A bench comprising Justices G S Singhvi and A K Ganguly first questioned Mr K K Venugopal, appearing for the CBI, for not naming the two companies named by the Chief Vigilance Commissioner (CVC) in his letter to CBI which was the basis of the FIR registered in October 2009 against unknown persons.
The apex court also asked CBI counsel ‘why have you not questioned A Raja inspite of strong prima facie evidence against the ex-minister?’
Solicitor General of India Gopal Subramaniam was also reprimanded by the judges who asked him ‘why are you taking the CAG report non-seriously? CAG is also a Constitutional authority appointed by the Government and its findings cannot be treated in such a non-serious manner.’ The Supreme Court, adjourning the hearing till November 30, permitted CBI to file the status report in the Supreme Court in a sealed cover giving details of the investigation carried out during past 13 months, including the names of the companies and individuals who have been investigated and interrogated till date.
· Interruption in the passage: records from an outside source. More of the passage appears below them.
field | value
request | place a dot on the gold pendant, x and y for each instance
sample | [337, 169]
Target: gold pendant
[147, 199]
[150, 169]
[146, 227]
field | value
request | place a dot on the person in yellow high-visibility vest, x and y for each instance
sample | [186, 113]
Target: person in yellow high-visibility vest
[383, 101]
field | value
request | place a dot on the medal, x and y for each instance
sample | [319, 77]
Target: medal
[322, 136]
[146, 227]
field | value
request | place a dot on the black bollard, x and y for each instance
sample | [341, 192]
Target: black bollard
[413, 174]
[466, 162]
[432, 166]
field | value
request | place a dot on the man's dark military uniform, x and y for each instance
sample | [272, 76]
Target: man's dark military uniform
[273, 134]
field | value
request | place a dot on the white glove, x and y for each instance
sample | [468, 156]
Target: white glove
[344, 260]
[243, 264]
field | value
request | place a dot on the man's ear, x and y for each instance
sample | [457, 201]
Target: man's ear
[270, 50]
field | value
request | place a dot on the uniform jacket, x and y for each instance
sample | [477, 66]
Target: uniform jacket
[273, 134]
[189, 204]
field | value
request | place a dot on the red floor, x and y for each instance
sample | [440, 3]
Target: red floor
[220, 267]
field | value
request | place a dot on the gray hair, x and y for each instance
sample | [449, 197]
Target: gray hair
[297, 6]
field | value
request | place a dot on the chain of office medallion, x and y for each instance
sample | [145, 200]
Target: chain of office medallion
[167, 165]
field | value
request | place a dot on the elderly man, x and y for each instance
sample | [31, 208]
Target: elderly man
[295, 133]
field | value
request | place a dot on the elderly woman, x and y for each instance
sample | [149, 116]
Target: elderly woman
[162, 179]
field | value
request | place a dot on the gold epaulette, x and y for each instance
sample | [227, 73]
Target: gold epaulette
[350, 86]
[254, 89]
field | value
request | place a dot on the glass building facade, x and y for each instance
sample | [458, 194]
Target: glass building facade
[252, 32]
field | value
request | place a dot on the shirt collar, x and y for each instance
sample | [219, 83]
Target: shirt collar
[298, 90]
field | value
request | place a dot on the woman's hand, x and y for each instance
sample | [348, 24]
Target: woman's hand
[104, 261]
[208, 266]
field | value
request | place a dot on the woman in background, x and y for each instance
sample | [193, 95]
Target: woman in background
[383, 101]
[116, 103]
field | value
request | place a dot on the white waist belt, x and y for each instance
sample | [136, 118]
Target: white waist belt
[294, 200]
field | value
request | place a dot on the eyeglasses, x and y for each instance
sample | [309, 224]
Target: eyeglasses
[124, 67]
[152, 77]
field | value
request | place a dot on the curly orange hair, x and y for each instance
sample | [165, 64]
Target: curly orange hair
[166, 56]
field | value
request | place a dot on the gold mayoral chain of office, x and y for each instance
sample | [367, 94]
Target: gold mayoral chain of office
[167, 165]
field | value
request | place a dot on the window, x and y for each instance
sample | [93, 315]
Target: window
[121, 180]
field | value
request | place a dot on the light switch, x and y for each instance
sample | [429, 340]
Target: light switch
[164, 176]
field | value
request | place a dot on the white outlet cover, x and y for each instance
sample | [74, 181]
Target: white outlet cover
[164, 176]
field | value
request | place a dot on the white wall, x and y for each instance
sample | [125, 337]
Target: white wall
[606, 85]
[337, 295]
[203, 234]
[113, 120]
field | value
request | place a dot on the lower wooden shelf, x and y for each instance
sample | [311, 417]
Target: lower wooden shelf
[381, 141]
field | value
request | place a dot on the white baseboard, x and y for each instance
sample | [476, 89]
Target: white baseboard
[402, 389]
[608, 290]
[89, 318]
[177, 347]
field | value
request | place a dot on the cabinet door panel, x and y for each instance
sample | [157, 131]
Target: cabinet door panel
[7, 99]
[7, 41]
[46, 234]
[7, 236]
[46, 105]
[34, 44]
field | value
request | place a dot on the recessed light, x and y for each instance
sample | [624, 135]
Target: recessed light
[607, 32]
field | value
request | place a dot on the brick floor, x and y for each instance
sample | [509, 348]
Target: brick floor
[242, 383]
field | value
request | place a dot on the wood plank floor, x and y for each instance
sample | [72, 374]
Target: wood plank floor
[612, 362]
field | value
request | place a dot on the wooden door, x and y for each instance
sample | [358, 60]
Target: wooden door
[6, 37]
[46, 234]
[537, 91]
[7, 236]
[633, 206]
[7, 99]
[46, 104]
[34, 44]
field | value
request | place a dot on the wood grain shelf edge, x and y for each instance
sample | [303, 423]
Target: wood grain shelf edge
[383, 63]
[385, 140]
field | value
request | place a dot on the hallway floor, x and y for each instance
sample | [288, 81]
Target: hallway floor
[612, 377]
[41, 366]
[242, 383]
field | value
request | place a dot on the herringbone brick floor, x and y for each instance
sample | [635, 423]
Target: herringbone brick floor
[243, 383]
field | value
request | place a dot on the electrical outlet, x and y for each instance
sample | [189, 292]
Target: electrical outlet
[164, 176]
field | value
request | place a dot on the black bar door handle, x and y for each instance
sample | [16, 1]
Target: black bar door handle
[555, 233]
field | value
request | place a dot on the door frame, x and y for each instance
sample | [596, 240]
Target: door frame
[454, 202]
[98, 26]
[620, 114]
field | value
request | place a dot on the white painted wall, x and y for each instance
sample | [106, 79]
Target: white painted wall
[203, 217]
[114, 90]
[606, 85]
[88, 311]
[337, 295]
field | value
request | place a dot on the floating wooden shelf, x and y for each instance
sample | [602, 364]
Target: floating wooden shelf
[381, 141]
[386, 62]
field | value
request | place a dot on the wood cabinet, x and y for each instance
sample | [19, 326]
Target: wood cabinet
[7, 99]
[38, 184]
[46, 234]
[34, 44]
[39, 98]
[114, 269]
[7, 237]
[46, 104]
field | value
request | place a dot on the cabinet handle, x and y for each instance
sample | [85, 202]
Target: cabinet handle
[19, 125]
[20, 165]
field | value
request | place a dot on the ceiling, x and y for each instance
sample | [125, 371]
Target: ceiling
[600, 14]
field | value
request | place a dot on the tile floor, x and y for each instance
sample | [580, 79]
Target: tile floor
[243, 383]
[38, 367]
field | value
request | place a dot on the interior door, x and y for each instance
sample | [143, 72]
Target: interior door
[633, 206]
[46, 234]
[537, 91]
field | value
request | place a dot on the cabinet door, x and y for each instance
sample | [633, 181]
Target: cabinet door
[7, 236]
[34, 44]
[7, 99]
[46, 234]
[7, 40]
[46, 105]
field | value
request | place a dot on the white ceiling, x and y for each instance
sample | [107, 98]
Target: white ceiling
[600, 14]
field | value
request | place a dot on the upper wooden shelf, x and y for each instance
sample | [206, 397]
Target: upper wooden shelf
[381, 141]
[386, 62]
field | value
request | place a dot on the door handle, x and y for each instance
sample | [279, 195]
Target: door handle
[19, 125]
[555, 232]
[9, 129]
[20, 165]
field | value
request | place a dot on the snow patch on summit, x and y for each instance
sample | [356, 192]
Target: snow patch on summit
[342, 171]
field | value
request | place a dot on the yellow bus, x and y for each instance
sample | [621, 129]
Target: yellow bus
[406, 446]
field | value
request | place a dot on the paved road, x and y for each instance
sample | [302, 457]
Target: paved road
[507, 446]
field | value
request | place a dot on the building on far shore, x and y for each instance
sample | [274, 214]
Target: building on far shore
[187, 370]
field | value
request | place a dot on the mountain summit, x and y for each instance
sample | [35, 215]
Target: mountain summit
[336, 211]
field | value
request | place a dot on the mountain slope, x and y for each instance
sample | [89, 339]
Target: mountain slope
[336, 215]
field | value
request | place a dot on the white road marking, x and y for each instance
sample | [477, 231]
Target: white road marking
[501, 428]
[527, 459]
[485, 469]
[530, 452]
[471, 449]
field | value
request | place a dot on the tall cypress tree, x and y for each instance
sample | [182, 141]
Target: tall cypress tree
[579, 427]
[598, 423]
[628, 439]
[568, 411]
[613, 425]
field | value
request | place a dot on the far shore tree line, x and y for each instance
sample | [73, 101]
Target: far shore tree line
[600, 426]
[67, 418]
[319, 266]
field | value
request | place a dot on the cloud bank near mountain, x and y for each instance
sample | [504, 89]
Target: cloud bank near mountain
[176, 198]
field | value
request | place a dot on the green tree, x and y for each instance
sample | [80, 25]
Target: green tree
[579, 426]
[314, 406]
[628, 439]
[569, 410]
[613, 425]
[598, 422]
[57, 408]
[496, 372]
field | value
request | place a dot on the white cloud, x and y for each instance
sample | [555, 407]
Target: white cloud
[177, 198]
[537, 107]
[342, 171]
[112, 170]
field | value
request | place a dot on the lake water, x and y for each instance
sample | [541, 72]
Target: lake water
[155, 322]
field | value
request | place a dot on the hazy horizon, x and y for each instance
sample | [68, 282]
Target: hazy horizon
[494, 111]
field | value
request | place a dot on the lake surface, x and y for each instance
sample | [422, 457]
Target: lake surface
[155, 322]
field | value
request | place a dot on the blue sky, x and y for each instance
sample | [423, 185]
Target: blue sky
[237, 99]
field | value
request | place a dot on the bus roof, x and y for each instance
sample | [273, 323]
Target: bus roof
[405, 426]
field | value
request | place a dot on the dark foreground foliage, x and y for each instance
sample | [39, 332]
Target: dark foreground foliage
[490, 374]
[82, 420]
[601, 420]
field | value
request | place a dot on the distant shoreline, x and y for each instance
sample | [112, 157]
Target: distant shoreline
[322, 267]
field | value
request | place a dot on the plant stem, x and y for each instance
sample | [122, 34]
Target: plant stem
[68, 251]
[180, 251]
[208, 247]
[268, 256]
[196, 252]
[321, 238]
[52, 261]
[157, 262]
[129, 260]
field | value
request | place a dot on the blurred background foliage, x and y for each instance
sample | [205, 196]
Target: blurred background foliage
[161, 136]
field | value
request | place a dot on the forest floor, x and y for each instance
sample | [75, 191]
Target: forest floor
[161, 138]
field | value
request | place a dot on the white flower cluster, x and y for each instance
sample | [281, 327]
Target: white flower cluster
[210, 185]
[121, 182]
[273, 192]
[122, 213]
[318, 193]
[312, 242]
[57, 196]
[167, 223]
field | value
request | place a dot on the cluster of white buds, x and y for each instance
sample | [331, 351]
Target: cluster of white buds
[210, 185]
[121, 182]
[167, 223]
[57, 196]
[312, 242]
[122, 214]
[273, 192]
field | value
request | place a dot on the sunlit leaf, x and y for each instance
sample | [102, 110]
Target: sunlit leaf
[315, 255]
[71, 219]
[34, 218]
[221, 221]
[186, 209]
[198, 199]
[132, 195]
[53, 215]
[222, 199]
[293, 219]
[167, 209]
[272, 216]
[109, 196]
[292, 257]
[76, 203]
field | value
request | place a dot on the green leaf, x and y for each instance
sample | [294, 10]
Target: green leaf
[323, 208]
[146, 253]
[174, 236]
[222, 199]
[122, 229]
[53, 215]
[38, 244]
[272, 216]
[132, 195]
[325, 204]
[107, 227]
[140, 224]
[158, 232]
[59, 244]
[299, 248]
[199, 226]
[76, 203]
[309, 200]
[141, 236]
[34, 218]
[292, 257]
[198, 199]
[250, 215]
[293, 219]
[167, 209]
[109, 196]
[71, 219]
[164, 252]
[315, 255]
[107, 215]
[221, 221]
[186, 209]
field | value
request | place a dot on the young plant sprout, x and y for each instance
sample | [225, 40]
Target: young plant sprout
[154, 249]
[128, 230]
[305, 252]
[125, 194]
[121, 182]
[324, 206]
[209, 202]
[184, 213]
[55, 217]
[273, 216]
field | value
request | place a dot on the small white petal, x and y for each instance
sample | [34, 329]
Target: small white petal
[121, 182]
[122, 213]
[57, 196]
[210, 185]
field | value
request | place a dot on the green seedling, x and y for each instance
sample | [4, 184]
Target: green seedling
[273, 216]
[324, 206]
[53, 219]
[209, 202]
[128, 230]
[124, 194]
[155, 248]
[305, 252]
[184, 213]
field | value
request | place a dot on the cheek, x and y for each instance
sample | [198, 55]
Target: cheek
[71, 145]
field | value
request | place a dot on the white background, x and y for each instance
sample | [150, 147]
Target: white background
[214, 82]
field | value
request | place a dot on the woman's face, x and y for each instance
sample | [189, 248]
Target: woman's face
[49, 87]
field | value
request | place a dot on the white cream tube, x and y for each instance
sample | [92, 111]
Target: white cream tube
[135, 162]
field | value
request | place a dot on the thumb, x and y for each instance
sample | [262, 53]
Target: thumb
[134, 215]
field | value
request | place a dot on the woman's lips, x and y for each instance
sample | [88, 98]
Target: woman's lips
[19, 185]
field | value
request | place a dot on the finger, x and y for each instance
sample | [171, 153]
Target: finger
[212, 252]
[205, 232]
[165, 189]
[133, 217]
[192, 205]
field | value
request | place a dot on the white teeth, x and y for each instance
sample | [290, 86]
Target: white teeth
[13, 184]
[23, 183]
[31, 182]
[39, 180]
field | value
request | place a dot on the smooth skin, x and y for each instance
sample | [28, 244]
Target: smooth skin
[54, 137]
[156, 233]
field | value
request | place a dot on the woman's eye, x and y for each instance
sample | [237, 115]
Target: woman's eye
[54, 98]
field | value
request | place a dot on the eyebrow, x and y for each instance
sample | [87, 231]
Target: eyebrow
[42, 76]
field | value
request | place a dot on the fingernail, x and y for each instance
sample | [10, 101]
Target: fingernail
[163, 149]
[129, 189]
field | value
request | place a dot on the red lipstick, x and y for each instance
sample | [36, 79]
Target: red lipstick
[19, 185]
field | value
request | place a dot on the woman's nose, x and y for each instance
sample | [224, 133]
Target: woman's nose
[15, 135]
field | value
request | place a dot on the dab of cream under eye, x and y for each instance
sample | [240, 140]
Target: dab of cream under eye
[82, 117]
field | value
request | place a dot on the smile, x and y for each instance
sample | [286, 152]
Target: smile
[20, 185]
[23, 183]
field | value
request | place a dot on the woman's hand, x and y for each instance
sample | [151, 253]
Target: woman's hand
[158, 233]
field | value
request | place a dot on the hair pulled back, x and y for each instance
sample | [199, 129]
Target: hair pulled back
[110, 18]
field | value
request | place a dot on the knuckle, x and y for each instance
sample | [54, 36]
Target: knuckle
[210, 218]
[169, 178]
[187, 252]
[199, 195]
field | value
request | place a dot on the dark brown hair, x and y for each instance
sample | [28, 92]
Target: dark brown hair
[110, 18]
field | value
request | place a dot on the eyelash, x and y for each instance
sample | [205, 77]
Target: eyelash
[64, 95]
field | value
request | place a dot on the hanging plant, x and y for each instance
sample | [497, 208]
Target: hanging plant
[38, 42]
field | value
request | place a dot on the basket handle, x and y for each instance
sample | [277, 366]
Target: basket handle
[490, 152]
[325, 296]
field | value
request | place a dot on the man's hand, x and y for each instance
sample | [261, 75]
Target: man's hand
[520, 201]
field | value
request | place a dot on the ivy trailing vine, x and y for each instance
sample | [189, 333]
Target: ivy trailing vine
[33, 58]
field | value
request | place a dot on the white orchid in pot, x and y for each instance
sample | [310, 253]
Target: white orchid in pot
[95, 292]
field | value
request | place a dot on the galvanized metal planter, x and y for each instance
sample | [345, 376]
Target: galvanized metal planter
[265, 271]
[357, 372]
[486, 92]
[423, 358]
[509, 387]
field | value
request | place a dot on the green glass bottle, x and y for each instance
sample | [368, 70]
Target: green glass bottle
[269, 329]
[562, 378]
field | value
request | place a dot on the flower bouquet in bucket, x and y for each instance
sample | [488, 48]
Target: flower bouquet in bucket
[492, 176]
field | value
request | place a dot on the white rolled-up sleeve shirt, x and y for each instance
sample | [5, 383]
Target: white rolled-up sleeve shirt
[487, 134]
The court permitted CBI to file status report when Mr Venugopal himself offered to file a status report.
The apex court was irked with Mr Venugopal when he objected to the hearing of the PIL on merits.
Justice Singhvi asked the CBI counsel, ‘Why were the two companies that have been named by the CVC not named in the FIR? The companies got the spectrum allocated for Rs 1500-1600 crore and sold the same for Rs 6000 crore within a few days. Was it not sufficient to name them as accused and investigate?’ Counsel for the petitioner Prashant Bhushan submitted before the court that the cut-off date was arbitrarily advanced from October 1, 2007 to September 25, 2007 leading to the elimination of 343 applicants out of total 575 applicants for spectrum allocation.
The date was advanced in January 2008 with retrospective effect.
Mr Bhushan also pointed out that on October 18, 2007 Tiger Trustee, a company owned by Reliance group of Anil Ambani, transferred 50 lakh shares for Rs five crore to some foreign company when it was having Rs 1000 crore in its bank account.
The CBI has not tried to find out to whom these shares were transferred.
The apex court was also surprised by the stand taken by DoT that accepting the advice of Law ministry for referring the matter to empowered group of ministers will lead to further litigation.
Justice Ganguly reacted by saying, ‘Litigation is not a crime and it does not mean that you will not do the right thing only because people may go to the court.’ The Supreme Court brushed aside the objection of the CBI to the petition being heard on merit instead of confining to the limited issue of monitoring the investigation by the Supreme Court.
Solicitor General of India Gopal Subramanium informed the court that the government was awaiting TRAI opinion on the issue of cancellation of licenses granted by former Communications minister A Raja.